Evers used the opportunity to tout a package of bills targeting rural Wisconsin.

The centerpiece is a proposal that would create $20 million in grants to help Wisconsin food banks and pantries buy food from local farmers. Another bill makes $2.6 million in tuition grants available for students enrolled in a meat-processing educational or training program at a college, university or technical college.

Another proposal makes $400,000 available to strengthen the "Something Special from Wisconsin" marketing program that promotes products made in the state. 

Evers also called for creating a new regional farmer mental health program and spending $784,000 to hire five more regional farm support agents. 

Another bill would spend $553,300 to support the Farm-to-School program that puts locally produced food in school lunches.

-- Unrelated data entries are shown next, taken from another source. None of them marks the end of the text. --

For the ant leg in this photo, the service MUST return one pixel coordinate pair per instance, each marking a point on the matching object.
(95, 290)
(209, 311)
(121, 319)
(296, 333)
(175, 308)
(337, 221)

It would also spend $400,000 on grants to create and expand farm-to-school programs, giving preference to those with a high percentage of students in free or reduced lunch programs.

The bills would have to be approved by the Republican-controlled Legislature and be signed by Evers before becoming law. Evers said he hoped the measures would find support among Republicans, who backed similar proposals that were part of the state budget enacted this summer.

Republican legislative leaders did not immediately return a message seeking comment on the proposals.